Tailoring the Structure–Property Relationship of Ring-Opened Metathesis Copolymers for CO2-Selective Membranes

Abstract

In this work, we explore the use of ring-opening metathesis polymerization (ROMP) facilitated by a second-generation Grubbs catalyst (G2) for the development of advanced polymer membranes aimed at CO₂ separation. By employing a novel copolymer blend incorporating 4,4′-oxidianiline (ODA), 1,6-hexanediamine (HDA), 1-adamantylamine (AA), and 3,6,9-trioxaundecylamine (TA), along with a CO₂-selective poly(ethylene glycol)/poly(propylene glycol) copolymer (Jeffamine2003) and polydimethylsiloxane (PDMS) units, we have synthesized membranes under ambient conditions with exceptional CO₂ separation capabilities. The strategic inclusion of PDMS, up to a 20% composition within the PEG/PPG matrix, has resulted in copolymer membranes that not only surpass the 2008 upper limit for CO₂/N₂ separation but also meet the commercial targets for CO₂/H₂ separation.
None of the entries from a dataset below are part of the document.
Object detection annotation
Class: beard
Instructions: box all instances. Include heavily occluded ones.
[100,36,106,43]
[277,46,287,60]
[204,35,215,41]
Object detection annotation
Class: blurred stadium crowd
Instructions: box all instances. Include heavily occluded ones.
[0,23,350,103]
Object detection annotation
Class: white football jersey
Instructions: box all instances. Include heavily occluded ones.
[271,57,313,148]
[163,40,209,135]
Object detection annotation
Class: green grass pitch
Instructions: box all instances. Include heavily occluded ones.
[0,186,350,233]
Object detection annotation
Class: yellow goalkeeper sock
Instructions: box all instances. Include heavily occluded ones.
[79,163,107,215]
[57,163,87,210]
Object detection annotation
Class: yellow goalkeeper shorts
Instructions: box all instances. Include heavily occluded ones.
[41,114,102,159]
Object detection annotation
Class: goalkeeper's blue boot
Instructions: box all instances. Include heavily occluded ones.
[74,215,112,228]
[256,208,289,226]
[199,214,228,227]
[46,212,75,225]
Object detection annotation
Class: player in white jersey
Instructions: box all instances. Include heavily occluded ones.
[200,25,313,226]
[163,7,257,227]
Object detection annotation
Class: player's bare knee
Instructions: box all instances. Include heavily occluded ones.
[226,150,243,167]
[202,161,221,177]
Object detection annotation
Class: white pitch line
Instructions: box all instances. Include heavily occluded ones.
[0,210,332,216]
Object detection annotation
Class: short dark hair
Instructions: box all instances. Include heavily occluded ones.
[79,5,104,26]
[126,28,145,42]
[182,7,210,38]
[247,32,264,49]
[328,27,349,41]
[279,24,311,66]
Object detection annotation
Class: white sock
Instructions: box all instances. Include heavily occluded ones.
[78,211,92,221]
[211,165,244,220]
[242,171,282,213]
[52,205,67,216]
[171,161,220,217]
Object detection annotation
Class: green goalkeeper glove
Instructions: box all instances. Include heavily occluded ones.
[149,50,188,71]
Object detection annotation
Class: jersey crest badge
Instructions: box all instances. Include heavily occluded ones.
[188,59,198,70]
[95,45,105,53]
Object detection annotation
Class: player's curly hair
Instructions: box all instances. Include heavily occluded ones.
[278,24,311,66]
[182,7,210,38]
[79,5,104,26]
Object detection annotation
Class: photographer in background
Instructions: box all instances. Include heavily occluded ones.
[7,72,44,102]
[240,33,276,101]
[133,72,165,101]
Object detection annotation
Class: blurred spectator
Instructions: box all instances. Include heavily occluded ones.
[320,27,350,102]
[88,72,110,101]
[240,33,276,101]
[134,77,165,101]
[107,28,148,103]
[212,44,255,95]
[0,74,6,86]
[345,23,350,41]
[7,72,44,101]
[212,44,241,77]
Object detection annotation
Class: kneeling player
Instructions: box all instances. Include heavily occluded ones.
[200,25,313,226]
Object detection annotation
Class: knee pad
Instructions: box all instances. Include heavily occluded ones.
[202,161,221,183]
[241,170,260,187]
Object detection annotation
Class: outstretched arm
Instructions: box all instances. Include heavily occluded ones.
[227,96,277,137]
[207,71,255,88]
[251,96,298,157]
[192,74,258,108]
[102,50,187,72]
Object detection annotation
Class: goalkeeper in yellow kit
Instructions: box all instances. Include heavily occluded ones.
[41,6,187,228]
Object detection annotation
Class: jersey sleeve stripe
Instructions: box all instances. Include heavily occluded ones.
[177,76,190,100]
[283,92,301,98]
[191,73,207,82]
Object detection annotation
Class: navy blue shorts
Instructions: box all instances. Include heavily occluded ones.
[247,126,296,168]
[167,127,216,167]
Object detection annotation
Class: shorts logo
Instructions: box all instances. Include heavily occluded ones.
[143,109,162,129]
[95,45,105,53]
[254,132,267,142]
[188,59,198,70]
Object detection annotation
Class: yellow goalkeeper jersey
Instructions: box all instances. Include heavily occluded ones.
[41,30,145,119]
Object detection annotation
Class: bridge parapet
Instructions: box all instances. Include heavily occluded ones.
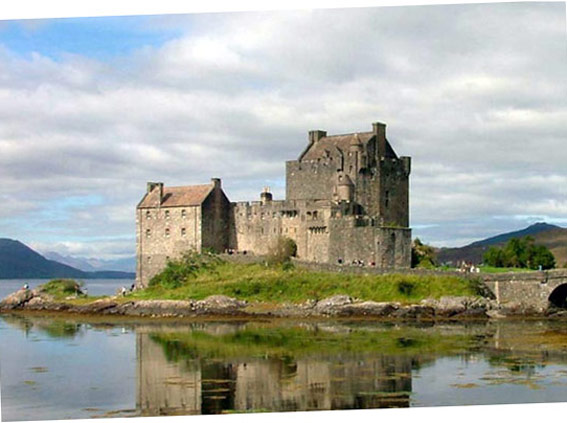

Comprehensive analysis reveals that these membranes adhere to the mixing rule and exhibit percolation behavior across the entire range of compositions (0–100%), maintaining robust antiplasticization performance even under pressures up to 20 atm. Our findings underscore the potential of ROMP in creating precisely engineered membranes for efficient CO₂ separation, paving the way for their application in large-scale environmental and industrial processes.